Flattens the by-company dict to a single batch (preserving original CSV row indices via custom_id="ticket-NNN"), submits, polls every 60s until processing_status == "ended", then re-threads results back into the original ticket order. Hard timeout at 24h (Anthropic's batch SLA).
build_requests() and _build_params() are the building blocks if you want to construct the payload manually for inspection.
corpus.py — per-domain markdown¶
def normalize_company(company: str | None) -> str | None: ...
def load_domain(company: str) -> str: ...
def list_subdirs(company: str) -> list[str]: ...
load_domain("hackerrank") returns the entire HR corpus as a single string with each file wrapped in <doc path="data/hackerrank/...">...</doc>. Frontmatter, image markup, and signed-URL params are stripped. The HR-specific subdir exclusions live in HR_EXCLUDE_SUBDIRS = {"integrations", "library"}.
@functools.lru_cache(maxsize=8) keeps the loaded blob in memory across calls within one Python invocation — particularly useful when eval.py runs multiple Sonnet domain groups back to back.
safety.py — sanitization + spotlight wrap¶
def sanitize(text: str | None) -> str: ...
def wrap_ticket(issue: str, subject: str, company: str) -> str: ...
sanitize drops ASCII control characters (except newline / tab) and NFC-normalizes unicode. wrap_ticket produces the <user_ticket> block sent to the model.
schema.py — pydantic models¶
class Status(StrEnum): REPLIED, ESCALATED
class RequestType(StrEnum): PRODUCT_ISSUE, FEATURE_REQUEST, BUG, INVALID
class TicketInput(BaseModel): issue, subject, company
class TicketOutput(BaseModel): status, product_area, response, justification, request_type
CSV_COLUMNS = [Issue, Subject, Company, Response, Product Area, Status, Request Type, Justification]
output_tool_schema() → JSON Schema dict for the submit_triage tool
TicketOutput.model_json_schema() is what we plug into the submit_triage tool's input_schema, so the schema definition lives in exactly one place.

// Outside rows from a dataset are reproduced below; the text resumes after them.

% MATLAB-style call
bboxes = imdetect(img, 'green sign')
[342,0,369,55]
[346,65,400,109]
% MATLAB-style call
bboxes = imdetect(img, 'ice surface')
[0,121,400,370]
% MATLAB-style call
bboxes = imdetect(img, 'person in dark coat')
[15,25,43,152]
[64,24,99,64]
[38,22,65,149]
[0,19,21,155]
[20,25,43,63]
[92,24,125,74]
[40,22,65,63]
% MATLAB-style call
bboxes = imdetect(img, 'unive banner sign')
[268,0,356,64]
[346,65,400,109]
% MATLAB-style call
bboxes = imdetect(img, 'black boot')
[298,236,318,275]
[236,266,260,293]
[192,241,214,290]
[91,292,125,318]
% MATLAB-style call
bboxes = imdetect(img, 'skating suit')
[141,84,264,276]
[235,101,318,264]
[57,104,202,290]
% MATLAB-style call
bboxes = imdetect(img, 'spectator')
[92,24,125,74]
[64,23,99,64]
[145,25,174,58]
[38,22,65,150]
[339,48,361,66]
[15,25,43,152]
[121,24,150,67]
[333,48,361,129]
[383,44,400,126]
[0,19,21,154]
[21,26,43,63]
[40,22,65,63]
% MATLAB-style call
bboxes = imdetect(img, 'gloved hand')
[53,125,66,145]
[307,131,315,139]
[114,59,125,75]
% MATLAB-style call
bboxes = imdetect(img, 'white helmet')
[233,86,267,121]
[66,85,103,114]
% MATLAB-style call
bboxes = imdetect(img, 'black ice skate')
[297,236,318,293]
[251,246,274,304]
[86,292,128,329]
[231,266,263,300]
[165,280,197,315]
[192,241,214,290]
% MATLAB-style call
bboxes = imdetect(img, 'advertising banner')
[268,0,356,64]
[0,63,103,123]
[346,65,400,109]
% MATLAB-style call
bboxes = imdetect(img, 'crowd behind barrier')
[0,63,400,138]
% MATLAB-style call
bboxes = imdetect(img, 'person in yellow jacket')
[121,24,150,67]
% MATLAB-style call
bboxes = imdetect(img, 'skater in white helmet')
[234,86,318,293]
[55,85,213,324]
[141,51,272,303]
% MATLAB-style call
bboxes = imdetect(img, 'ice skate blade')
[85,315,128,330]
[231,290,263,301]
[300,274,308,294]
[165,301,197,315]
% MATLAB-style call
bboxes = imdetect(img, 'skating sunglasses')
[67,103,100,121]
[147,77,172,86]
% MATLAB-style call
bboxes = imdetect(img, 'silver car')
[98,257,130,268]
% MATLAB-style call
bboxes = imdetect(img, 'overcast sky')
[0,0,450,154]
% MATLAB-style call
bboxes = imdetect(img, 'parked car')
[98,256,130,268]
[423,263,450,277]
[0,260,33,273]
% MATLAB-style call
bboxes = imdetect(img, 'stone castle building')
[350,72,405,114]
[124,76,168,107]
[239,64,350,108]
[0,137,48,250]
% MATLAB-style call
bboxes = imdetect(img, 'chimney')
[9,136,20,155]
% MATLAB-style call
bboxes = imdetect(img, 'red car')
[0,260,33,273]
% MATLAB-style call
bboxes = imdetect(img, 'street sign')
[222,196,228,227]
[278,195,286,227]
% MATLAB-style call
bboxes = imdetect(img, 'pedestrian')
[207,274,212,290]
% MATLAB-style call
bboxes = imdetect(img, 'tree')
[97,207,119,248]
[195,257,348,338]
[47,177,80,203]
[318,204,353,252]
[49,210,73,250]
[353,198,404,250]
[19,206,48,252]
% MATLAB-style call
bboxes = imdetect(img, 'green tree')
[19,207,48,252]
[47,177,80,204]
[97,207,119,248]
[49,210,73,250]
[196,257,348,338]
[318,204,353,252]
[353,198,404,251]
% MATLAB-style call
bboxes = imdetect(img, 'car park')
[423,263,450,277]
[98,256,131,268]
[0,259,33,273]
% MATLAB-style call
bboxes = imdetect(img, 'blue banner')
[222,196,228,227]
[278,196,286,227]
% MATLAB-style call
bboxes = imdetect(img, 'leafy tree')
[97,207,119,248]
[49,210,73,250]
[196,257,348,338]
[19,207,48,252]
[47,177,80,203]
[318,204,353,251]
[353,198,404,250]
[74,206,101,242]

eval.py — accuracy harness¶
Runs the agent against ../support_tickets/sample_support_tickets.csv (10 labeled rows), compares predicted vs expected on the three structural columns (status, request_type, product_area), prints the per-column accuracy, and dumps every mismatch with predicted-vs-expected side-by-side for human review. Free-text response and justification are not graded automatically — they need human eyeballs.
tests/¶
Five test files, 31 tests total, zero API calls — all run in a few hundred milliseconds.
| file | what it covers |
|---|---|
test_safety.py |
sanitize + wrap_ticket: null bytes, unicode preservation, delimiter shape |
test_corpus.py |
load_domain non-empty, HR subdir exclusion, image stripping |
test_schema.py |
pydantic enum values, CSV column order, schema validation |
test_main.py |
resume helpers, cost estimate, output merge logic |
test_batch.py |
request construction, custom_id round-trip, no-corpus path |
scripts/build_submission.py¶
Builds a clean zip of code/ (no .venv, __pycache__, logs/, .env, dotfiles, etc.) ready for HackerRank upload. Defaults to /tmp/orchestrate-code.zip. Stdlib-only (no system zip dependency).